Personal Loan Campaign Project 4

Brandy Murray

Description

AllLife Bank is a US bank that has a growing customer base. The majority of these customers are liability customers (depositors) with varying sizes of deposits. The number of customers who are also borrowers (asset customers) is quite small, and the bank is interested in expanding this base rapidly to bring in more loan business and in the process, earn more through the interest on loans. In particular, the management wants to explore ways of converting its liability customers to personal loan customers (while retaining them as depositors).

A campaign that the bank ran last year for liability customers showed a healthy conversion rate of over 9% success. This has encouraged the retail marketing department to devise campaigns with better target marketing to increase the success ratio.

You as a Data scientist at AllLife bank have to build a model that will help the marketing department to identify the potential customers who have a higher probability of purchasing the loan.

Objective

  1. To predict whether a liability customer will buy a personal loan or not.
  2. Which variables are most significant.
  3. Which segment of customers should be targeted more.

Data Dictionary

  1. ID: Customer ID
  2. Age: Customer’s age in completed years
  3. Experience: #years of professional experience
  4. Income: Annual income of the customer (in thousand dollars)
  5. ZIP Code: Home Address ZIP code.
  6. Family: the Family size of the customer
  7. CCAvg: Average spending on credit cards per month (in thousand dollars)
  8. Education: Education Level. 1: Undergrad; 2: Graduate;3: Advanced/Professional
  9. Mortgage: Value of house mortgage if any. (in thousand dollars)
  10. Personal_Loan: Did this customer accept the personal loan offered in the last campaign?
  11. Securities_Account: Does the customer have securities account with the bank?
  12. CD_Account: Does the customer have a certificate of deposit (CD) account with the bank?
  13. Online: Do customers use internet banking facilities?
  14. CreditCard: Does the customer use a credit card issued by any other Bank (excluding All life Bank)?
  15. Longitude: A longitude is an angle from the prime merdian, measured to the east (longitudes to the west are negative)
  16. Latitude: Latitudes measure an angle up from the equator (latitudes to the south are negative)
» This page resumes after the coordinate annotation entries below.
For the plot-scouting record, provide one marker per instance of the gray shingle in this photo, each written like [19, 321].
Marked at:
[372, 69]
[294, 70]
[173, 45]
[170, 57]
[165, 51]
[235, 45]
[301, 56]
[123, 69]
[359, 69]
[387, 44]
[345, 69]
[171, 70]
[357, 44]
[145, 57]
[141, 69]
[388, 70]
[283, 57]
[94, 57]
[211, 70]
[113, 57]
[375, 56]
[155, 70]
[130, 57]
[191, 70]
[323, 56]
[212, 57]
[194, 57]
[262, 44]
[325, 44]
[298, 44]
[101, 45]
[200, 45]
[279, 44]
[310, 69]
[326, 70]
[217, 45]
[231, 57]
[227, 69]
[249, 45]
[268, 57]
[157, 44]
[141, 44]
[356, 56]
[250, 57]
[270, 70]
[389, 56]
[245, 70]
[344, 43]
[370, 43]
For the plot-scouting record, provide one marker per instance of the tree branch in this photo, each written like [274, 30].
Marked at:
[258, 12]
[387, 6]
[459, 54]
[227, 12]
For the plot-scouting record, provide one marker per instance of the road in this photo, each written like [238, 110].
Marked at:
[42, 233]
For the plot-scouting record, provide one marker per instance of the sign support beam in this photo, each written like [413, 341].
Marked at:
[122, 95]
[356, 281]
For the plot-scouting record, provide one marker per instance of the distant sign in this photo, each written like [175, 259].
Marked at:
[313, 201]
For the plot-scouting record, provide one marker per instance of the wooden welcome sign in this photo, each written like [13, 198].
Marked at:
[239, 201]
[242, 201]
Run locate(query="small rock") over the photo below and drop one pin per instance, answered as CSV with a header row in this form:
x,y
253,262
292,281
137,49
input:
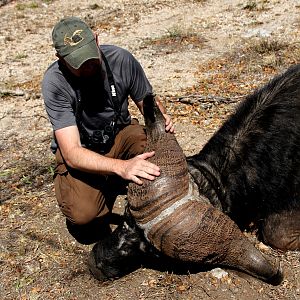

Load the Libraries & Explore the Data

Import Libraries

Load and Explore Data

Looking at these 3 sections of rows, we can see that it'll be safe to drop the included ID column and just work with the generated ID because the numbers are the same only one off with python starting at 0.

We can also see that there are several columns that we will want to combine into groups to make less columns, such as Age, Experience, Income, and ZIPCode. I also added the Longitude and Latitude coordinates to see if we can gain any perspective from the location of these cities.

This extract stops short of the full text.